Il risultato elettorale negli Stati Uniti ha diverse implicazioni per i mercati emergenti. A prima vista, l’esito è chiaramente negativo, considerando i potenziali rischi di ribasso dovuti al maggiore protezionismo commerciale, alle misure anti-immigrazione, alla consistente espansione della spesa pubblica e alla curva dei rendimenti USA più inclinata, oltre che all’incertezza sul fronte della politica estera.
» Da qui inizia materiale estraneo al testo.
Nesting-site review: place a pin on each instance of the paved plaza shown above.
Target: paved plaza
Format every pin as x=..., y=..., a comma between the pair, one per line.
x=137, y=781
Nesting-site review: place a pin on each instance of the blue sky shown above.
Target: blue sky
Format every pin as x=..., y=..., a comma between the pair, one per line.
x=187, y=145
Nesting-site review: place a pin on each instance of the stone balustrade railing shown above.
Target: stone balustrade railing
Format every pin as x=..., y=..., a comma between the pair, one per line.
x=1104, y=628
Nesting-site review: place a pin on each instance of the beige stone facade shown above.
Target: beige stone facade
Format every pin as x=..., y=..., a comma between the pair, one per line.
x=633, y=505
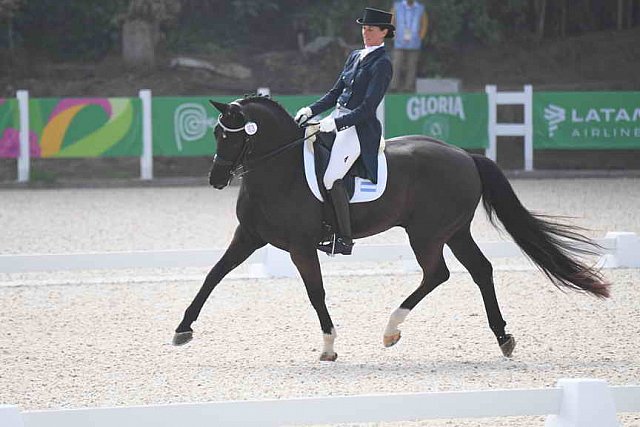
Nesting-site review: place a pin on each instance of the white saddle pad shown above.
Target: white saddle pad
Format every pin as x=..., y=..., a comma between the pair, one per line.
x=365, y=191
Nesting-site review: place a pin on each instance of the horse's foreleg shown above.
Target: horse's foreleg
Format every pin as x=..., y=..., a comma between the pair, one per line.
x=435, y=272
x=306, y=260
x=240, y=248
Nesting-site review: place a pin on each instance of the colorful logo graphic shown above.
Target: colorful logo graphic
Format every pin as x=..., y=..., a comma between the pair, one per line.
x=191, y=123
x=54, y=140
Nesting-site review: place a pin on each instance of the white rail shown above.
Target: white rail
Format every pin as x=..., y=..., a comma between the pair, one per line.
x=575, y=402
x=495, y=129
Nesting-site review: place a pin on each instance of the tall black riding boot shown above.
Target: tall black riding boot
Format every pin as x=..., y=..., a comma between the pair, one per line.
x=343, y=243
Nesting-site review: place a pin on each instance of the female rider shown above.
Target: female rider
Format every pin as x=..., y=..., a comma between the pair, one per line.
x=355, y=96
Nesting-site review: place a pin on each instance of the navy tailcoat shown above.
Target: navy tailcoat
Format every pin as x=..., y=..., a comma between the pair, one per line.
x=360, y=88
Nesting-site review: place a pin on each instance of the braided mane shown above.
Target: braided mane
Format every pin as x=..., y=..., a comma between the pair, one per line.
x=264, y=100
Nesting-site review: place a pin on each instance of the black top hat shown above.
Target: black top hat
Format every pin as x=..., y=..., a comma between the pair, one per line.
x=377, y=18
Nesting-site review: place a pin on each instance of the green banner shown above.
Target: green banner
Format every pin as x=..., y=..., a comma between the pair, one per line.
x=86, y=127
x=183, y=126
x=9, y=128
x=586, y=120
x=458, y=118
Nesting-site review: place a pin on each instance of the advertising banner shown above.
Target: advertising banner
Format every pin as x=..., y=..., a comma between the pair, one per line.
x=183, y=126
x=10, y=129
x=86, y=127
x=586, y=120
x=458, y=118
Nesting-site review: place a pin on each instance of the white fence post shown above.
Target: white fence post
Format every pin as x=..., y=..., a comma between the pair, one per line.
x=10, y=416
x=25, y=154
x=585, y=403
x=528, y=128
x=525, y=129
x=626, y=253
x=146, y=160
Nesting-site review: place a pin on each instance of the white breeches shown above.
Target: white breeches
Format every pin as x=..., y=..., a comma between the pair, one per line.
x=345, y=151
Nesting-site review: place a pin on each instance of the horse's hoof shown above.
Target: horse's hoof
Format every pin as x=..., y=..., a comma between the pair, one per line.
x=328, y=357
x=390, y=340
x=508, y=346
x=181, y=338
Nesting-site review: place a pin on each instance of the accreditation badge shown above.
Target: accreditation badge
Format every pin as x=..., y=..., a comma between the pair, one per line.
x=407, y=34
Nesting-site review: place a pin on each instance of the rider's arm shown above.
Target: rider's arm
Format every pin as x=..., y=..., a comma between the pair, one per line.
x=330, y=98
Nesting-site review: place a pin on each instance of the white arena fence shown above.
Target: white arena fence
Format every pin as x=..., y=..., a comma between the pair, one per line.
x=573, y=402
x=620, y=250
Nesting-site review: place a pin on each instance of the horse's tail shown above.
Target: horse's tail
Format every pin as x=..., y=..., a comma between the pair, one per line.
x=554, y=247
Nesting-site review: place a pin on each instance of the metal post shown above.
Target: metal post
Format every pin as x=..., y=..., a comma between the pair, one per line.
x=146, y=160
x=25, y=155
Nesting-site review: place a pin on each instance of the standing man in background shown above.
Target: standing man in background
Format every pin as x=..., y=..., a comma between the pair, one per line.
x=411, y=22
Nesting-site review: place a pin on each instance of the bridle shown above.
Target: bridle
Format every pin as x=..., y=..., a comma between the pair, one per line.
x=247, y=148
x=242, y=165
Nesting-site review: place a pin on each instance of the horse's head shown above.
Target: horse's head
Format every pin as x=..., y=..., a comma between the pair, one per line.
x=240, y=124
x=233, y=134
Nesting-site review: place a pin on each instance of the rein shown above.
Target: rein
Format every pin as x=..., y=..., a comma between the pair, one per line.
x=242, y=166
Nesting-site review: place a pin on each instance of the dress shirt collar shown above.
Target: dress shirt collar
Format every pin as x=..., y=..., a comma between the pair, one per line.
x=367, y=50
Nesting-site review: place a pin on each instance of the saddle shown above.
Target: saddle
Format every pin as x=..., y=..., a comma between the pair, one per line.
x=316, y=160
x=322, y=153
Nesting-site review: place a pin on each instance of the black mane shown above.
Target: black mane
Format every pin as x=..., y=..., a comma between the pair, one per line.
x=265, y=100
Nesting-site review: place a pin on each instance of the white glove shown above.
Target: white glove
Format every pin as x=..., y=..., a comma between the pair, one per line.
x=328, y=124
x=303, y=115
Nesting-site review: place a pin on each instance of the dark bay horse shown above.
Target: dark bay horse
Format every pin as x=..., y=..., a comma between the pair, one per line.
x=433, y=190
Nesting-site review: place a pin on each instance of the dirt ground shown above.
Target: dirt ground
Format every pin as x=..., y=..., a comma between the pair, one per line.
x=95, y=338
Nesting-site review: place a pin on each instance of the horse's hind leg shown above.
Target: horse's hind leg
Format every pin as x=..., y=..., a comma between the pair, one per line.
x=305, y=258
x=468, y=253
x=435, y=272
x=242, y=245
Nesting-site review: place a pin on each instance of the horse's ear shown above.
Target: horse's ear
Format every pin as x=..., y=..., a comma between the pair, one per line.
x=220, y=106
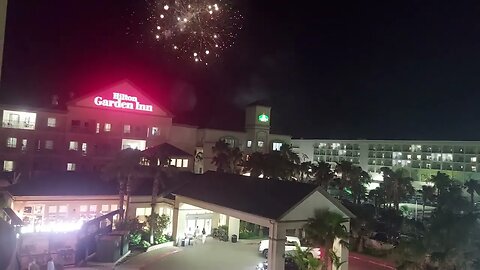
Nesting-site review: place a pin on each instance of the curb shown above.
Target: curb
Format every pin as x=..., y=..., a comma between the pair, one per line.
x=159, y=246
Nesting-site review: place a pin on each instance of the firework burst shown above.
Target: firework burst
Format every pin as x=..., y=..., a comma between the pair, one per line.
x=198, y=30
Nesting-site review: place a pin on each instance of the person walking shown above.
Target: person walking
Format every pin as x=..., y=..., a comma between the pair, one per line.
x=204, y=236
x=33, y=265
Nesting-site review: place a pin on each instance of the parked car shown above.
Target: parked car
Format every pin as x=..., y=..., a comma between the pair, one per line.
x=290, y=245
x=379, y=241
x=289, y=265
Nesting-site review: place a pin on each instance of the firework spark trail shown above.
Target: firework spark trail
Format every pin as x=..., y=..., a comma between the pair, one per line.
x=198, y=30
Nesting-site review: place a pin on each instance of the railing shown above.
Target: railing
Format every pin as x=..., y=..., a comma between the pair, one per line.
x=19, y=125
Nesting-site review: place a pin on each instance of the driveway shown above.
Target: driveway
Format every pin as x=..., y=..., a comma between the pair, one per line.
x=216, y=255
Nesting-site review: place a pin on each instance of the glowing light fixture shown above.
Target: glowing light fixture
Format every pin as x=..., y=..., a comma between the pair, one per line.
x=263, y=118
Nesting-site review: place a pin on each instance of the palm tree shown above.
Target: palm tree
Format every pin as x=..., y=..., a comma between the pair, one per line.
x=125, y=169
x=397, y=185
x=323, y=174
x=304, y=259
x=158, y=164
x=305, y=170
x=428, y=195
x=442, y=182
x=324, y=228
x=472, y=186
x=226, y=158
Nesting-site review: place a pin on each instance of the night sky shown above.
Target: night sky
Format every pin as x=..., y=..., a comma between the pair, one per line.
x=337, y=69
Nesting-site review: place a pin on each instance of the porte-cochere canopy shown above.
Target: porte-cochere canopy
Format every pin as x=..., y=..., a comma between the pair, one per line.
x=278, y=205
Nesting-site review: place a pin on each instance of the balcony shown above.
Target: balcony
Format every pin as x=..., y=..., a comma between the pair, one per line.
x=19, y=125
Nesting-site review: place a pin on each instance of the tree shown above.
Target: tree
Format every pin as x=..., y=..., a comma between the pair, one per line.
x=397, y=185
x=323, y=174
x=472, y=186
x=359, y=179
x=324, y=228
x=158, y=165
x=125, y=169
x=428, y=195
x=442, y=182
x=304, y=260
x=226, y=158
x=254, y=163
x=305, y=170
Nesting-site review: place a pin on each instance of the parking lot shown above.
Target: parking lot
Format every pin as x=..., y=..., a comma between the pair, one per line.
x=216, y=255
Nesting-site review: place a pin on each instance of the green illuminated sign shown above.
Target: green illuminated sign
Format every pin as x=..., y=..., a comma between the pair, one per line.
x=263, y=118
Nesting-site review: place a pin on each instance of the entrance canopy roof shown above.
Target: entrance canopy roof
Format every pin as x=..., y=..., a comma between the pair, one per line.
x=267, y=198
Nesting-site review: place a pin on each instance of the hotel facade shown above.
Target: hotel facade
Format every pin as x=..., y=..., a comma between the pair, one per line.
x=422, y=159
x=91, y=130
x=87, y=133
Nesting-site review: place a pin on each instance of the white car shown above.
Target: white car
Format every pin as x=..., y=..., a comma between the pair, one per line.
x=290, y=244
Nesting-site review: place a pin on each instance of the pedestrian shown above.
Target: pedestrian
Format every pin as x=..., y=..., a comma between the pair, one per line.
x=50, y=264
x=204, y=236
x=33, y=265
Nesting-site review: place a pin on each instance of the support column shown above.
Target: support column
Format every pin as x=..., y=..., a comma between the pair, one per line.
x=233, y=227
x=175, y=222
x=276, y=247
x=341, y=251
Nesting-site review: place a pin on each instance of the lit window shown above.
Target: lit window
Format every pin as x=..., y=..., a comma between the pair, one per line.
x=51, y=122
x=134, y=144
x=155, y=131
x=73, y=145
x=71, y=167
x=49, y=144
x=84, y=148
x=17, y=119
x=7, y=165
x=24, y=144
x=11, y=142
x=143, y=211
x=229, y=141
x=276, y=146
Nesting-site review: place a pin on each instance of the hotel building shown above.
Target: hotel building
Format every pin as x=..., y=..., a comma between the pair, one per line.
x=422, y=159
x=90, y=130
x=75, y=141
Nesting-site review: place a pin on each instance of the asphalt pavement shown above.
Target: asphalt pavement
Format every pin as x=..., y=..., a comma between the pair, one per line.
x=216, y=255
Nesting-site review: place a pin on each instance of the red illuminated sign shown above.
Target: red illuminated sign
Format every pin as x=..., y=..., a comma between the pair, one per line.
x=123, y=101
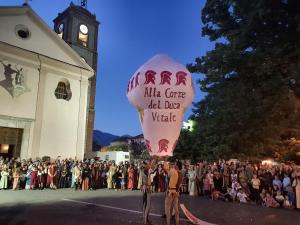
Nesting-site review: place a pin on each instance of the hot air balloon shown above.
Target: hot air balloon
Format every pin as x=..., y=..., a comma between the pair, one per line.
x=161, y=90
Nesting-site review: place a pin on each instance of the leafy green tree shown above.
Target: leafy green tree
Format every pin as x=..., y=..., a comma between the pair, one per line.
x=252, y=78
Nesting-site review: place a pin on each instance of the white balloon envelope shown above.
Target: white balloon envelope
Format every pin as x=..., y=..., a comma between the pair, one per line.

Sono comunque rischi già scontati nei prezzi degli asset. Da quando il risultato è diventato noto, il Messico è stato uno dei Paesi più penalizzati a causa degli stretti legami commerciali ed economici con gli Stati Uniti. Un’altra regione che potrebbe risentirne è l’America Centrale. Se Donald Trump dovesse mettere in atto tutte le proposte formulate durante la campagna elettorale e riuscisse a superare gli ostacoli logistici di un’espulsione di massa di tutti gli stranieri illegali, sarebbe la fine delle rimesse provenienti da questi immigrati con un impatto inevitabile sulle loro economie di origine. In America Centrale, una mossa di questo tipo peserebbe soprattutto sui Paesi più piccoli, come il Guatemala, El Salvador e l’Honduras, dove le rimesse non autorizzate dagli Stati Uniti contribuiscono ai rispettivi PIL in una misura che, secondo le nostre stime, raggiunge addirittura il 5,6%, l’8% e il 13,2%. Per queste nazioni, le rimesse rappresentano una percentuale molto più alta del PIL e delle voci in entrata dei conti correnti, perché la loro quota di immigrati illegali è più elevata in rapporto alle rispettive dimensioni dell’economia e della popolazione.
Tuttavia, come sempre, la volatilità crea anche opportunità. Ci sono vari Paesi, tra cui l’India e il Brasile, che hanno un’economia relativamente chiusa e legami piuttosto deboli con gli Stati Uniti in termini di scambi commerciali e immigrazione. Gli Stati dell’Est europeo sono molto più dipendenti dall’Europa che non dagli USA per le esportazioni e i canali finanziari, e sono quindi molto più esposti ai risultati delle consultazioni elettorali imminenti in Italia, Francia e Germania che al voto presidenziale statunitense. La Russia potrebbe beneficiare dell’esito del voto, qualora gli Stati Uniti cominciassero ad allentare le sanzioni finanziarie. Infine, il credito dei Paesi produttori di commodity, ad esempio degli emittenti dell’Africa sub-sahariana, ha legami di dipendenza molto più stretti con la Cina, in quanto motore della domanda di materie prime e fonte di finanziamenti, che non con gli USA. E per quanto riguarda i rapporti con la Cina, gli sviluppi chiave da tenere d’occhio saranno l’imposizione di dazi commerciali e l’eventualità che il Ministero del Tesoro statunitense accusi la Cina di manipolare i cambi valutari.
Cercheremo di aumentare in maniera selettiva l’esposizione ai Paesi che hanno legami relativamente meno forti con gli Stati Uniti e i cui prezzi degli asset sono stati eccessivamente puniti o agli asset che hanno fortemente arrancato, come il peso messicano, che sta finalmente prezzando un vortice di notizie negative a seguito di un deprezzamento del 50% negli ultimi due anni.